John786| 7.29.12 @ 7:15PM
Mr occam. Life's poetry will one day end for the both of us maybe soon, maybe late ( I pray that it is later). When the last breath occurs we will I'm sure have some regrets. I have no dought that you will regret your diatribes.
Your belief that the US health system is better than the NHS only shows how polluted your brain has become with ideology . Its rotted your brain. If the US adopted this system health on every measure would go up and costs would come tumbling down. Whats to complain about. And the trillions saved can be spent for neocon genocides, drone wars etc.. Ah! There's always a downside!!
JD| 7.29.12 @ 8:28PM
His entire comment was based on his personal experience, yet you say his commentary "shows how polluted [his] brain has become with ideology." Ignoring the grammar issues, um, wow! I'd say "pot, meet kettle", except that it is only you, not him, for whom your comments are true.
The problem with liberals, as always, is that their only idea of "debate" is a conversation that begins with the presumption that we have all agreed that they are right about everything, and the conversation will be restricted to talking about how evil we are for disagreeing with their conclusions. They simply cannot comprehend the possibility of their being wrong enough to discuss why they might be wrong. It's not that they lack the intellectual capacity; they simply refuse to exercise it.
They have been too "polluted by ideology".
Cobalt| 7.29.12 @ 2:05PM
Even Triple J is being treated by Mayo, not by the NHS.
RCV| 7.29.12 @ 12:37AM
The Opening ceremonies were a delight, and the Brits ought to be proud.
JD| 7.29.12 @ 8:24PM
Regardless of any political messaging therein, the opening ceremony was laughably bad as pure entertainment. Everyone I watched it with hated it, even though there were no political comments in our group. I've heard spontaneous criticism of it wherever I've gone since. It was like a nightmare combination of Willy Wonka's factory and "It's a Small World."
Yet RCV says "The opening ceremonies were a delight, and the Brits ought to be proud." Really? I'm guessing he wouldn't have said that if it hadn't been suggested that the ceremony was liberal. What a tool.
btims86| 7.29.12 @ 7:08AM
Absolutely the worst opening ceremonies I have ever seen. Embarassing. Pathetic and symbolic of a declining, wimpy, feminized, homosexualized has-been of a great power.
fmm| 7.29.12 @ 11:05AM
When Lauer and some of the posters here go to Britain and get cared for under the NHS, then we might listen to what they say.
Occam's Tool| 7.29.12 @ 11:31AM
Plus: NHS specialists get paid more per piece of work they do by deferring work. My colleagues in Rotorua were masters at minimizing their workload.
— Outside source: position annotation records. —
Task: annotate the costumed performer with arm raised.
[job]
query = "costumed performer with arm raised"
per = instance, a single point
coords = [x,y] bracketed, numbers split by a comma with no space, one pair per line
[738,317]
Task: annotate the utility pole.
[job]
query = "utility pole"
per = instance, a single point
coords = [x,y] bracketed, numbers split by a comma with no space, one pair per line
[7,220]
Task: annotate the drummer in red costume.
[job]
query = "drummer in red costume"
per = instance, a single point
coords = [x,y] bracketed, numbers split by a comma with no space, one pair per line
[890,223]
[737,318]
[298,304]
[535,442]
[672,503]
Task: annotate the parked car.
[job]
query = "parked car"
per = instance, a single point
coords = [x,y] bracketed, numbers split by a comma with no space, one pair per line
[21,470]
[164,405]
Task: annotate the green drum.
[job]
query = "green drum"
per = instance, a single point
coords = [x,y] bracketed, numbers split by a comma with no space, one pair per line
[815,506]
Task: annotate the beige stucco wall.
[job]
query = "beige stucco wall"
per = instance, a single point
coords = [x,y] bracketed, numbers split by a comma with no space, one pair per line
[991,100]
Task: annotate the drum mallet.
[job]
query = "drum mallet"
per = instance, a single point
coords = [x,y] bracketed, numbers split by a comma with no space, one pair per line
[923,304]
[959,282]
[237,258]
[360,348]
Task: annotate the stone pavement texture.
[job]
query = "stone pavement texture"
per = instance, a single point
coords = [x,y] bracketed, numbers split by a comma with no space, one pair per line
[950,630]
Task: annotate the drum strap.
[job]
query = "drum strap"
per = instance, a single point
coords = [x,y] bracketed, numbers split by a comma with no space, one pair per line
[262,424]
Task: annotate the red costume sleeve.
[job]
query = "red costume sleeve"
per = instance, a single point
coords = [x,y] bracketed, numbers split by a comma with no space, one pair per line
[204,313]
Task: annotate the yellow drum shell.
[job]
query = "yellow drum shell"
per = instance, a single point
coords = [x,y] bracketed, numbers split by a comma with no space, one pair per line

Me, I figured I was there to take care of patients, and kept my clinic full. They hated me for that, too, in addition to the fact that I was simply a much better clinician.
The new kids coming out of medical school are happier to be cogs in a machine, but they want better hours than I have. And our population is getting older, and psychiatry is NOT a popular specialty,which is why I get job offers in the mail every week, and I'm NOT looking, wanting to offer me $250K. I make more than that here, and my work is more rewarding and my cost of living is smaller, even in relatively high tax Minnesota.